Simulated densities of Y and U with analytic densities superimposed

Example: squaring a standard normal

Suppose \(Y\sim N(0,1)\)
Let \(U = Y^2\). Find the distribution of \(U\) using the MGF method.

\[M_U(t)= E(e^{tU}) = E\left(e^{tY^2}\right)\]

\[ = \int_{-\infty}^\infty e^{ty^2} \cdot \frac{1}{\sqrt{2\pi}}e^{-y^2/2}\, dy = \int_{-\infty}^\infty \frac{1}{\sqrt{2\pi}}e^{-y^2(1-2t)/2}\, dy\]

\[ = \frac{1}{\sqrt{2\pi}}\int_{-\infty}^\infty e^{-y^2/\left(2\cdot \frac{1}{1-2t}\right)}\, dy = \frac{\sqrt{2\pi \cdot \frac{1}{1-2t}}}{\sqrt{2\pi}}\]

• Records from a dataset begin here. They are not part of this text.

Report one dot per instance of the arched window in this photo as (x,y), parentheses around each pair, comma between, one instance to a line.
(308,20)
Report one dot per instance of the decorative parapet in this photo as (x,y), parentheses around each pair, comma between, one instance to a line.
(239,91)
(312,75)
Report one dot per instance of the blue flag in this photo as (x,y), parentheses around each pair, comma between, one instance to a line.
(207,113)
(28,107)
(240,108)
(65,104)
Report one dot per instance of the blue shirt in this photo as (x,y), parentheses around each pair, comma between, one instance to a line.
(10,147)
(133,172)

\[= \left(\frac{1}{1-2t}\right)^{1/2}=\left(\frac{1/2}{1/2-t}\right)^{1/2},\]

MGF of a \(GAM(\alpha = 1/2, \lambda = 1/2) \equiv \chi^2_1\)! Thus \(U\sim \chi^2_1\)

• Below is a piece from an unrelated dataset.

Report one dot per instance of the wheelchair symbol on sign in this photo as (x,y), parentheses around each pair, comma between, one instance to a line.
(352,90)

Verifying via simulation study

sim_df <- data.frame(Y = rnorm(10000, 0, 1)) %>% 
          mutate(U =Y^2)

ggplot(data = sim_df) + 
    geom_histogram(aes(x = Y,y=after_stat(density)), 
                   fill = 'goldenrod',
                   color ='black')+
    geom_function(fun = \(y) dnorm(y, 0, 1), 
                  linewidth = 1) + 
    labs(x = 'y', y = expression(f[Y](y))) + 
    theme_classic(base_size = 14)  +


ggplot(data = sim_df) + 
    geom_histogram(aes(x = U,y=after_stat(density)), 
                   fill = 'cornflowerblue',
                   color ='black')+
    geom_function(fun = \(u) dchisq(u, df = 1),
                  linewidth = 1) +
   xlim(c(0, 5)) + 
    labs(x = 'u', y = expression(f[U](u))) + 
    theme_classic(base_size = 14)